Face à ce défi, les parents déploient des stratégies variées. Certains optent pour un coucher tardif exceptionnel, d’autres négocient avec leur enfant une dérogation pour la première mi-temps. Les rediffusions du lendemain matin, disponibles sur certaines plateformes, permettent aussi de partager l’excitation du Mondial sans sacrifier le sommeil. « On a regardé le match France-Norvège en replay à 7 heures le lendemain. Les enfants étaient ravis, et nous aussi », explique une mère de deux enfants.
Les témoignages de parents sont donc recherchés par Franceinfo - Sport. L’objectif ? Mettre en lumière les astuces mises en place pour ne pas priver les enfants de l’effervescence collective que représente la Coupe du monde. Les lecteurs sont invités à partager leur organisation, qu’elle soit réussie ou non, en laissant leurs coordonnées. Un journaliste du média pourrait les recontacter pour rédiger un article ou un reportage, avec la possibilité d’anonymiser les témoignages si nécessaire.
Des solutions individuelles aux stratégies collectives
Parmi les solutions évoquées, certaines familles misent sur l’anticipation. Préparer une activité parallèle pendant la diffusion du match, comme un goûter spécial ou un jeu vidéo en commun, peut aider à capter l’attention des enfants. D’autres parents préfèrent organiser une « veille partielle » : ils se relaient pour suivre le match tandis que les enfants dorment, puis leur racontent les moments forts au réveil.
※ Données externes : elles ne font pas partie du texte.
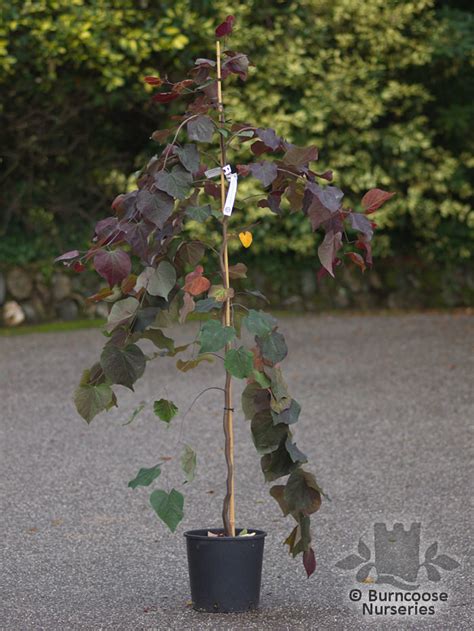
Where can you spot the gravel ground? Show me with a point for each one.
(387, 402)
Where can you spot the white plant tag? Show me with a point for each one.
(231, 193)
(227, 172)
(212, 172)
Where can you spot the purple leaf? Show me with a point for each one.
(362, 224)
(136, 234)
(328, 249)
(300, 156)
(309, 561)
(107, 231)
(67, 256)
(269, 138)
(155, 207)
(273, 202)
(201, 129)
(266, 172)
(113, 265)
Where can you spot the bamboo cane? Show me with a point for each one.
(228, 511)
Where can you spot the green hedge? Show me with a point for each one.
(383, 87)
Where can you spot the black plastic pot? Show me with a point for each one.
(224, 572)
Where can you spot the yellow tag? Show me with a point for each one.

Les clubs de supporters locaux et les fan zones jouent aussi un rôle dans cette dynamique. À Maisons-Laffitte, en région parisienne, des centaines de fans se sont rassemblés pour encourager les Bleus lors du match contre la Norvège, le 26 juin dernier. Une ambiance festive qui a permis aux familles de vivre l’émotion du Mondial en communauté, même à une heure tardive. « C’était magique, même si les enfants ont fini par s’endormir dans la poussette », raconte un spectateur.
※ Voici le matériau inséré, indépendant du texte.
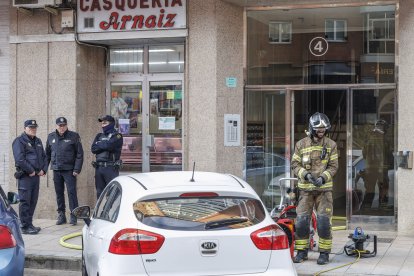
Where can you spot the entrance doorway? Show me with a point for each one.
(277, 118)
(148, 112)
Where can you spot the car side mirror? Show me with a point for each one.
(83, 212)
(13, 198)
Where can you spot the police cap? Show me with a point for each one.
(30, 123)
(108, 118)
(61, 121)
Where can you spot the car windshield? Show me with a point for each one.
(200, 214)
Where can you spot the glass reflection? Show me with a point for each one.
(361, 45)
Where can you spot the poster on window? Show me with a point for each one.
(124, 127)
(166, 123)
Le défi des horaires : un enjeu majeur pour les familles
Si le décalage horaire complique la vie des familles, il offre aussi une opportunité unique de renforcer les liens. « Regarder un match ensemble, c’est partager des émotions, des rires, des déceptions. Peu importe l’heure, c’est un moment à vivre », estime un père de famille. Pour autant, l’organisation reste un casse-tête pour beaucoup. Entre les contraintes professionnelles, les activités extrascolaires et les besoins en sommeil des enfants, trouver un équilibre relève parfois de l’exploit.
Le prochain rendez-vous de l’équipe de France, prévu samedi 12 juillet à 23 heures, promet d’être un nouveau test pour les supporters familiaux. Si les Bleus atteignent les quarts de finale, le match pourrait même débuter à 22 heures, jeudi 9 juillet. Une perspective qui interroge : comment concilier passion sportive et bien-être familial dans un calendrier aussi exigeant ?
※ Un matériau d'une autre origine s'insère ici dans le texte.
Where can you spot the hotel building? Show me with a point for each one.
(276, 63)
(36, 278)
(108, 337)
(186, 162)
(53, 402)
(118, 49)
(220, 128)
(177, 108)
En attendant, l’appel à témoignages lancé par le média pourrait permettre de dresser un panorama des pratiques actuelles. Les parents sont invités à partager leur vécu, leurs astuces, mais aussi leurs difficultés, afin d’aider d’autres familles à trouver leur propre équilibre. « On ne vit pas deux fois la même Coupe du monde. Profitons-en, même si les horaires ne sont pas toujours idéaux », conclut un internaute sur les réseaux sociaux.
Plusieurs solutions existent : privilégier les rediffusions le lendemain matin, négocier une dérogation pour la première mi-temps, ou organiser une veille partagée entre parents. Certaines familles optent aussi pour des fan zones ou des rassemblements en groupe, qui permettent de vivre l’événement en communauté tout en limitant les impacts sur le sommeil des enfants.